There is a lot to say about the long-term amount of credit but let us focus on the last couple of years where we can see that the amount of personal credit has been in decline since October 2016 with an accelerating trend downwards. We should remember that this is in an environment of almost 2 per cent per year population increase and positive (albeit low) inflation meaning that the amount of personal credit in a real term per capita is decreasing even faster.
Indeed, if we look at the flow of new money going to personal credit (outstanding balance is determined by new credit issued less the amount repaid), we can see that we are indeed seeing a reduction of new personal credit by more than 10 per cent on a year on year basis currently.
So what does this mean? As described in previous posts, overall consumer spending is traditionally described as a function of:
- Number of people spending money
- The disposable income of the people spending money and
- The rate for people spending money vs. saving money.
In addition to spending, we can also consider the amount of credit that people take on; as we can see above, the current trends do not look good for overall consumer spending and retail exposed companies.

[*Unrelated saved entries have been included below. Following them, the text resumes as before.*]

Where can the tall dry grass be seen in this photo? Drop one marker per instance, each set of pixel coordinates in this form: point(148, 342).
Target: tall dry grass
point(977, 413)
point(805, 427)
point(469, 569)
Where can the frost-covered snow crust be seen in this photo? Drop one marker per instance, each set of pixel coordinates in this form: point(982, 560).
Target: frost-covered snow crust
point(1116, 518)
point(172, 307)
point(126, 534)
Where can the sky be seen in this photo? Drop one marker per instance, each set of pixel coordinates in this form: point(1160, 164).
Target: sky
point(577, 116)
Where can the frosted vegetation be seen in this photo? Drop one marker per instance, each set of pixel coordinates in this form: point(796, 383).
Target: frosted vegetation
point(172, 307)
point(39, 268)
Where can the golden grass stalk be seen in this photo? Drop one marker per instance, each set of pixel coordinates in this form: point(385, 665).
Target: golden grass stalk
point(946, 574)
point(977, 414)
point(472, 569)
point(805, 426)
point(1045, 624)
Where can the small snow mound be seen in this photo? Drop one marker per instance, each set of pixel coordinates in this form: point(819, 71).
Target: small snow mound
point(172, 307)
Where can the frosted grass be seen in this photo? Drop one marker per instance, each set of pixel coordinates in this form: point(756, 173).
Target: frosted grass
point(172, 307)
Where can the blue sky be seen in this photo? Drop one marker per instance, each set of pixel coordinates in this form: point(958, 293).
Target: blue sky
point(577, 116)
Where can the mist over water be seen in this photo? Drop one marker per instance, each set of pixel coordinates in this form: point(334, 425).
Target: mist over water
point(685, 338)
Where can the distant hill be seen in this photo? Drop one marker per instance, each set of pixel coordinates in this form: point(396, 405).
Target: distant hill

The caveat is of course that the data does not capture all sources of credit but as it does capture all the major banks and most other financial providers active in Australia, it should give a pretty accurate picture. The one source of credit that is not captured in the data is the buy-now-pay-later type of credit like Afterpay, but given that ASIC found that the total debt outstanding for the players was $903 million and the total fall in personal credit outstanding between now and the peak in December 2015 is about $6 billion, I think it is fair to say that this is not a major factor.